※この記事は2020年9月7日に配信した、メールマガジン「エディターズレター(Editors' Letter)」のバックナンバーです。最新のレターを受け取るにはこちらから。
「先陣は『LV』」に期待しているワタシ
先週行われた「ルイ・ヴィトン」のファッションショー、こんな時のリアルショーについては賛否両論あるのかもしれませんが、「先陣を切るのは、やっぱり『ルイ・ヴィトン』なんだな」と思いました。
このメゾンについては同じこと、つまり「最初は、やっぱり『ルイ・ヴィトン』なんだ」と思う時が度々訪れ、正直、それを願っているフシさえあります。例えばヴァージル・アブローがアーティスティック・ディレクターに就任した時は、黒人で、建築出身で、ストリートな彼を、「ルイ・ヴィトン」という世界最大のメガ・ラグジュアリー・ブランドが選んだことに意義があると感じました。「いよいよファッション業界が人種や出自、経験にとらわれず、才能やビジョン、そして大義でジャッジする時代が到来する!!」と期待したのです。そのインパクトは、小さなブランドの似たような人事とはワケが違います。「ルイ・ヴィトン」の一挙手一投足はファッション業界を超え、ファッション代表として社会に認知され、ゆえに社会を変え得る力を持っていると考えています。だからこそ、「まずは『ルイ・ヴィトン』から」を期待してしまうのです。そしてヴァージルはデビュー以来、ダイバーシティー&インクルージョンというコアバリューを連打。これも、「ルイ・ヴィトン」が示すこと、「ルイ・ヴィトン」から示すことに意味があるのです。
その意味で今回のショーは、ファッションがくじけていないこと、新しい形のランウエイショーを模索していること、本国の首脳陣は来日できないからジャパン社のスタッフに相当の権限を委譲して実行を託したローカライズなどの意味において、業界を前進させ得る1つの契機になり得るのでは?と思っています。
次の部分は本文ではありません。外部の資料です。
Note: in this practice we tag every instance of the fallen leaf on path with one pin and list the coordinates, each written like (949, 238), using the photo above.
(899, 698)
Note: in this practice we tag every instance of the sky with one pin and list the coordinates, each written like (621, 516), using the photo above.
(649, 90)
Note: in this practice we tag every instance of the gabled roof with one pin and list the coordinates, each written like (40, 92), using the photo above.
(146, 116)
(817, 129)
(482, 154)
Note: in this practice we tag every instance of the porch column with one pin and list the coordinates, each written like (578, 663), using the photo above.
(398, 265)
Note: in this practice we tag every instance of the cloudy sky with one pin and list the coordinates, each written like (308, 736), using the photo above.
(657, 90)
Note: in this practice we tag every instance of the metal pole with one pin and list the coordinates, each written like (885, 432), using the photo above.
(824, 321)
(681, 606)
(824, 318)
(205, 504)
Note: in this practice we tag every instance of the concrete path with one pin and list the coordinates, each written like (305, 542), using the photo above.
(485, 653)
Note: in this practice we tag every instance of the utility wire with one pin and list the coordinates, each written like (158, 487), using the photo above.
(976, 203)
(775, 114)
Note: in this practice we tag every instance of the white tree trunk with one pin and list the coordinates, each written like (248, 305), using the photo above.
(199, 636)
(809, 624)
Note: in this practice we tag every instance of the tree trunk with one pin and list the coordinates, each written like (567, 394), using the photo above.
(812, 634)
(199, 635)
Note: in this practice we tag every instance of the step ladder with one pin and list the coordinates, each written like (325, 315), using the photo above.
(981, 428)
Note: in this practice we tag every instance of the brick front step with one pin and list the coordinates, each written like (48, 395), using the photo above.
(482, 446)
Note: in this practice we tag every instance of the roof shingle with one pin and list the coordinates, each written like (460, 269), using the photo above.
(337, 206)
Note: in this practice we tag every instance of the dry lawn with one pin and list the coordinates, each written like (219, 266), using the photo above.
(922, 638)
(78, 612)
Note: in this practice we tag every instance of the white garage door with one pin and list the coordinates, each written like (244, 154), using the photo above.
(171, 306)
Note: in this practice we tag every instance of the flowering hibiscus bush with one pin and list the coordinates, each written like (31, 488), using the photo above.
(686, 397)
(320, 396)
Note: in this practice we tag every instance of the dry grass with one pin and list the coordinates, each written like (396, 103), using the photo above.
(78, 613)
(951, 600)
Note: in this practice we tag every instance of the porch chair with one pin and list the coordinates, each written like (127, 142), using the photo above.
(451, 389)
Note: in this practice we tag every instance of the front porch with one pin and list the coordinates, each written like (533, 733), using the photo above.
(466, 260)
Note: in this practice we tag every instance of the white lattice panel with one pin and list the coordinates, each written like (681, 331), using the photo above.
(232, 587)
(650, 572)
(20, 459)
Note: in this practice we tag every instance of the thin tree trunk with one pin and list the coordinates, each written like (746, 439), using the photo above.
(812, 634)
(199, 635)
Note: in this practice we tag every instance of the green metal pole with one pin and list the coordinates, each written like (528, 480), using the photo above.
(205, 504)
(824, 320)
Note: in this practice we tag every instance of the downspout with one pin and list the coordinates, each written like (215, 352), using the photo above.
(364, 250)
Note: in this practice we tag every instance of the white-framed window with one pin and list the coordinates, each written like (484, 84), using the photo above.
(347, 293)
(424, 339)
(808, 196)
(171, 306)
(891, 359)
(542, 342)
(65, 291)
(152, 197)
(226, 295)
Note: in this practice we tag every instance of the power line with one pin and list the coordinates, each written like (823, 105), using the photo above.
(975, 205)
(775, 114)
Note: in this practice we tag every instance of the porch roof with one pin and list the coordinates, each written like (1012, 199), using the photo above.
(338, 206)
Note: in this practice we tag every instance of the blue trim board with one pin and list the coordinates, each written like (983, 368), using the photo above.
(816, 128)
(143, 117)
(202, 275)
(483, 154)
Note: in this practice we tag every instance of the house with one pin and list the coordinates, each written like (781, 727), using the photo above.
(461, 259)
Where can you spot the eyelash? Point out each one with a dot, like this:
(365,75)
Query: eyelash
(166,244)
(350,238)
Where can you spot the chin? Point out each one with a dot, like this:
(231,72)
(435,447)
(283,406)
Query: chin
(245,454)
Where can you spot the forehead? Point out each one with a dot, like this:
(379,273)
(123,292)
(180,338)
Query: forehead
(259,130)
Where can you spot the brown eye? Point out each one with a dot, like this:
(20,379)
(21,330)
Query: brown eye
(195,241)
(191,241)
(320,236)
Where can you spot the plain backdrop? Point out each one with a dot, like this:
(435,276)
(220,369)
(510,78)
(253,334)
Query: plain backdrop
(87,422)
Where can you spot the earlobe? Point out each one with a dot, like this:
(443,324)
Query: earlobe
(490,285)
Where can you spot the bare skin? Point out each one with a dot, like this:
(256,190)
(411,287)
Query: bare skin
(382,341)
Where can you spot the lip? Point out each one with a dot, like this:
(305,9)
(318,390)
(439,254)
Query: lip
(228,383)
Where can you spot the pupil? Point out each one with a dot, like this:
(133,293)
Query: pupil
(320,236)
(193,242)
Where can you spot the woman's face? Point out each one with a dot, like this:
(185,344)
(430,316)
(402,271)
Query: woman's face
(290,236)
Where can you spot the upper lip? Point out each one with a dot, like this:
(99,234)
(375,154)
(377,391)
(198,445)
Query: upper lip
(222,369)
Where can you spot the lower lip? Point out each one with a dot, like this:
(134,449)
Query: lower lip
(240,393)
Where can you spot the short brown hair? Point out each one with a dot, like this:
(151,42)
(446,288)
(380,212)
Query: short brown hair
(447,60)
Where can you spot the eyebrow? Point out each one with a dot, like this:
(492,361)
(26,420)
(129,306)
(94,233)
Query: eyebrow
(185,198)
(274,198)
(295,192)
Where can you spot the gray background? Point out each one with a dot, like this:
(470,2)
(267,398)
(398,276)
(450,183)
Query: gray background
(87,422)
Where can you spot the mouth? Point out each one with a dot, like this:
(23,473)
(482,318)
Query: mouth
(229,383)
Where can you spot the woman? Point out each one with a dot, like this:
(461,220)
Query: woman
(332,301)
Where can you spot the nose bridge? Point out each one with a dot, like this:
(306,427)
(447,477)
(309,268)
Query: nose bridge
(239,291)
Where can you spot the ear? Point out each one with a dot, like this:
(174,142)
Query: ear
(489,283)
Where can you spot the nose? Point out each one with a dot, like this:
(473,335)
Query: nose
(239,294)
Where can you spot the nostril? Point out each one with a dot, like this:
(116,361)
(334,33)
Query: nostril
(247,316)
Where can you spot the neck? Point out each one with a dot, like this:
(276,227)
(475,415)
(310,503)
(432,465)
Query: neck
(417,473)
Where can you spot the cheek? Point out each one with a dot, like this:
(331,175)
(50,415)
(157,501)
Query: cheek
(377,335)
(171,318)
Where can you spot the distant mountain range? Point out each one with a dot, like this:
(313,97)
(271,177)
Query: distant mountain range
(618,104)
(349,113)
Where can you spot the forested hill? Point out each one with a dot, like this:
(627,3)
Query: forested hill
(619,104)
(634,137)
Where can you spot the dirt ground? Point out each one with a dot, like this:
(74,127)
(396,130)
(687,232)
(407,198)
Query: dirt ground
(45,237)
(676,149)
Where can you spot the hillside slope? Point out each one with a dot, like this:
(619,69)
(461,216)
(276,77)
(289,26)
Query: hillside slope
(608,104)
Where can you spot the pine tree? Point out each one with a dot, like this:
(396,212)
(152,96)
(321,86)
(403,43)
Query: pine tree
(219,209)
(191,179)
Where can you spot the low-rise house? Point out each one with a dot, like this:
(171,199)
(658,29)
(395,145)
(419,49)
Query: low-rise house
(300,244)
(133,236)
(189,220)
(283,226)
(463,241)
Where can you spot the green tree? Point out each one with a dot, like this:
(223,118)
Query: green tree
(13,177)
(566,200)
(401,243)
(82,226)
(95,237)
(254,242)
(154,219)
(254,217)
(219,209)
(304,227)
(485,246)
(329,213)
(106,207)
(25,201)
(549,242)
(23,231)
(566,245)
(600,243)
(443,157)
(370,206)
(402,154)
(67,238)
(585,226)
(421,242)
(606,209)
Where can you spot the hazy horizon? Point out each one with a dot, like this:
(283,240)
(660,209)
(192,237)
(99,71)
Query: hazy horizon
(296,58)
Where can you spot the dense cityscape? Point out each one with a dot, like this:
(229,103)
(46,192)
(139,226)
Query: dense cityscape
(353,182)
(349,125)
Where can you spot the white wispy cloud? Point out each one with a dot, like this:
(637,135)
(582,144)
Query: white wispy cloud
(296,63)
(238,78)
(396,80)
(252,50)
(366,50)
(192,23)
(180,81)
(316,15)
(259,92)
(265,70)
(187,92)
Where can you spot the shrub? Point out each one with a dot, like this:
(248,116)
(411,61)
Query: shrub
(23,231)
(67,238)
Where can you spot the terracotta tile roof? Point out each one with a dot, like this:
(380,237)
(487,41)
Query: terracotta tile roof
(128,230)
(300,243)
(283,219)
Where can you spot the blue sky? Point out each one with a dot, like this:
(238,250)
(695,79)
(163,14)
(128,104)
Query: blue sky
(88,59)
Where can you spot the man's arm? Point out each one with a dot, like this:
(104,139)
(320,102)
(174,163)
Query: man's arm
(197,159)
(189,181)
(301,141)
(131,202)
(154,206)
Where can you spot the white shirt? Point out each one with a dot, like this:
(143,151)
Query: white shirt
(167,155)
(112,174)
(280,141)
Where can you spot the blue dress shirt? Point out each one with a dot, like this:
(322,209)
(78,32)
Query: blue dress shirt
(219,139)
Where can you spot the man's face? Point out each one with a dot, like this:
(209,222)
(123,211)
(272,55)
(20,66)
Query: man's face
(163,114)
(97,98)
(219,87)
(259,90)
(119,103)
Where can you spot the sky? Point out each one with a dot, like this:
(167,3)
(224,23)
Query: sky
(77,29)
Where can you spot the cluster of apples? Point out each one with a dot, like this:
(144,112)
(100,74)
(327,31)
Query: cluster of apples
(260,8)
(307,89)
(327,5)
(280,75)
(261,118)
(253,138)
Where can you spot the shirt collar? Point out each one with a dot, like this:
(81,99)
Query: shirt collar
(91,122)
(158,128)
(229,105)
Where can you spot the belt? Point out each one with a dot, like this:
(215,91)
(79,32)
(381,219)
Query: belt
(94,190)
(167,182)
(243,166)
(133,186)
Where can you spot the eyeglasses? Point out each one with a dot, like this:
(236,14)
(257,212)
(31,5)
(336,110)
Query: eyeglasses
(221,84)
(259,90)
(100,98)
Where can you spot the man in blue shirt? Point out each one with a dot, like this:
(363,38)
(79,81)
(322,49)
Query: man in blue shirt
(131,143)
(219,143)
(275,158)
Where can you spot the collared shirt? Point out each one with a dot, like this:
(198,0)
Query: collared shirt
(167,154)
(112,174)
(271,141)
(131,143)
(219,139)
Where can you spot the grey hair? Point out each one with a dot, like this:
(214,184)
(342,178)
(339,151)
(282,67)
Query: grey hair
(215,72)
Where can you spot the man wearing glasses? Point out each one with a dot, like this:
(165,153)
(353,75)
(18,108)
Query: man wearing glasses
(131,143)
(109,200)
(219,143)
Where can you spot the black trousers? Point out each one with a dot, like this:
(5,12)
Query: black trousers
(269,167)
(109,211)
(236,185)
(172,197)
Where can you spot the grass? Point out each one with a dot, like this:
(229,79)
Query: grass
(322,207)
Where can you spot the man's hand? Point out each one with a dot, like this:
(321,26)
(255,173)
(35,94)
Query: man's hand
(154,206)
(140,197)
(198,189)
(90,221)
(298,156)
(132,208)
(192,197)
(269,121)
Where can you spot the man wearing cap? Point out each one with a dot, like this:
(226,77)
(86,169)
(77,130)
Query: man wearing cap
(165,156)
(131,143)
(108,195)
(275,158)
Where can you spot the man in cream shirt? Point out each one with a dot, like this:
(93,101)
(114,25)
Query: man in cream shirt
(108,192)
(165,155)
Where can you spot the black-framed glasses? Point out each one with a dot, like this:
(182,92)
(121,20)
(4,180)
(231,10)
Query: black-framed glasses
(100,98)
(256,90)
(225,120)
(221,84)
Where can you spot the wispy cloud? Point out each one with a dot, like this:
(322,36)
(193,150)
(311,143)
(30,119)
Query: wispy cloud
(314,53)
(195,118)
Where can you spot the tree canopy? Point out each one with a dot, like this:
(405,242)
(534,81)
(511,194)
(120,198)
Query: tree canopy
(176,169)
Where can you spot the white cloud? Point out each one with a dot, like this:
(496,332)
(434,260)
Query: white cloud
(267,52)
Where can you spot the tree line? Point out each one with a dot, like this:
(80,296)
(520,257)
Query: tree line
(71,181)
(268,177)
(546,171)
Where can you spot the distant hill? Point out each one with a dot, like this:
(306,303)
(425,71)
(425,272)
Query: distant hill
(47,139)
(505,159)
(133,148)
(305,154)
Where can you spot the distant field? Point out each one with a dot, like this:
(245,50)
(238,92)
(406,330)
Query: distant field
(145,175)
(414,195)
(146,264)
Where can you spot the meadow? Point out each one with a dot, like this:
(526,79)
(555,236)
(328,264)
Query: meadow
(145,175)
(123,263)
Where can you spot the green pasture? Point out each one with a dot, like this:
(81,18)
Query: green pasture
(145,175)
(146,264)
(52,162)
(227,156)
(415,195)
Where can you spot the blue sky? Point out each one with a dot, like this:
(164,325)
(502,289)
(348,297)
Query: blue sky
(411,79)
さまざまな意見が飛び交っていることは承知の上で、私は、ブランド単体はもちろん業界全体の前進の原動力になり得ている動きを応援したいと思っています。そして規模はず~っと小さいけれど、ヴァージル同様に1つの組織を率いる人間として、大いに刺激を受けるのです。
そう考えると、トップがこれだけ大胆かつ勇敢に、そしてSNSなどで意思を表明しながら道を開拓してくれる組織は強いですね。ヴァージル同様に意思表示に勇敢なのは、Twitterで存在感を増しているテック系企業のトップたちでしょうか?昔ながらの大企業は、そのあたりやっぱり難しいでしょうか?
「正直に語る」「ウソをつかない」「直接語りかける」は、サステナブルに繋がる透明性においても、D2C的マインドのコミュニケーションにおいても欠かせません。そろそろ決断の時が迫っているように思うのですが、いかがでしょうか?